9 de Julio 2026
Lo que inició como un traslado de emergencia terminó convirtiéndose en un emotivo momento para una familia y para los paramédicos que atendían el servicio.
Una joven de 19 años dio a luz a una niña sana a bordo de una ambulancia del Grupo Médico Escualo de Celestún, cuando era trasladada al Hospital Materno Infantil de Mérida.
La madre identificada como Martha Gabriela Cocom, comenzó con labor de parto en su domicilio del puerto de Celestún, por lo que sus familiares solicitaron el apoyo de los servicios de emergencia.
Los paramédicos Jesús Couoh y Alex Mex acudieron de inmediato al lugar, estabilizaron a la joven y emprendieron el traslado hacia la capital yucateca. Sin embargo, la bebé decidió adelantar su llegada al mundo.
Fue a la altura del entronque Kinchil-Tetiz, sobre la carretera federal, cuando el trabajo de parto se aceleró. Ante la inminencia del nacimiento, los socorristas detuvieron la unidad y aplicaron los protocolos de atención obstétrica de emergencia.
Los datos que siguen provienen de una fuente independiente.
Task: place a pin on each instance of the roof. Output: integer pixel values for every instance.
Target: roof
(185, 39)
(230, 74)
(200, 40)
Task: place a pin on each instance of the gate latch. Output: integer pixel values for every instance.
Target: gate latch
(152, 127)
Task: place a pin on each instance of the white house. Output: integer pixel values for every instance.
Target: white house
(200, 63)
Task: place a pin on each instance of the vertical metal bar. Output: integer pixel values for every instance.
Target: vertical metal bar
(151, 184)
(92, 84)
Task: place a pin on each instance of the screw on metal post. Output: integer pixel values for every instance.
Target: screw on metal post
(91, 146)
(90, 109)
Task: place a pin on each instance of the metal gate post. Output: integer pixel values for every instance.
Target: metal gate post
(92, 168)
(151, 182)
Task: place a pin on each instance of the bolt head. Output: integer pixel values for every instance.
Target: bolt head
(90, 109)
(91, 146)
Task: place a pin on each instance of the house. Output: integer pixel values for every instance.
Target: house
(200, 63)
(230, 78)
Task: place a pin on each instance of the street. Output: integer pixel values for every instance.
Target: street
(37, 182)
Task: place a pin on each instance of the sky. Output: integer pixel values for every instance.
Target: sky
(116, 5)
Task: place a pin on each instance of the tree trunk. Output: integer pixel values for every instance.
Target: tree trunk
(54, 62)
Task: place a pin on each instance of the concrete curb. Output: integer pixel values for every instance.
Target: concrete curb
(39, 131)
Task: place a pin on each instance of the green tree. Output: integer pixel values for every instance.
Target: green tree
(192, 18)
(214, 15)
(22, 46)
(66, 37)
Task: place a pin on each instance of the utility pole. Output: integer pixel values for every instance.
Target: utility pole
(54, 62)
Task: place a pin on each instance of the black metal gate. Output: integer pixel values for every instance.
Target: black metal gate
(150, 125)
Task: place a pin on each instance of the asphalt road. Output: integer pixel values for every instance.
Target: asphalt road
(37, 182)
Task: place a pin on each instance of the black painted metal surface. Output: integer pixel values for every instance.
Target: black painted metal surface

Minutos después recibieron a una niña en buenas condiciones de salud, quien de inmediato fue colocada en brazos de su madre, en medio de la emoción de los presentes y la selva como testigos.
Tras confirmar que tanto la recién nacida como la joven madre se encontraban estables, la ambulancia reanudó su camino hacia el Hospital Materno Infantil de Mérida, donde ambas quedaron bajo observación médica para recibir la atención especializada correspondiente.
El nacimiento fue celebrado por familiares y personal de emergencias, quienes reconocieron la preparación y rápida intervención de los paramédicos, cuyo profesionalismo permitió que el alumbramiento transcurriera sin complicaciones.
Aunque no es frecuente, el nacimiento de bebés durante traslados en ambulancia se ha registrado en diversas ocasiones en Yucatán.
En los últimos años, paramédicos de la Secretaría de Seguridad Pública (SSP) y de corporaciones municipales han asistido partos de emergencia en carreteras y domicilios de municipios como Valladolid, Tizimín, Tekax, Peto y Progreso, cuando los bebés se adelantaron antes de que sus madres alcanzaran un hospital.
El caso registrado este miércoles en Celestún se suma a esas historias que, pese a la tensión propia de una emergencia, concluyen con un final feliz: la llegada al mundo de una nueva yucateca, sana y rodeada de la atención oportuna de quienes hicieron del interior de una ambulancia una improvisada sala de partos.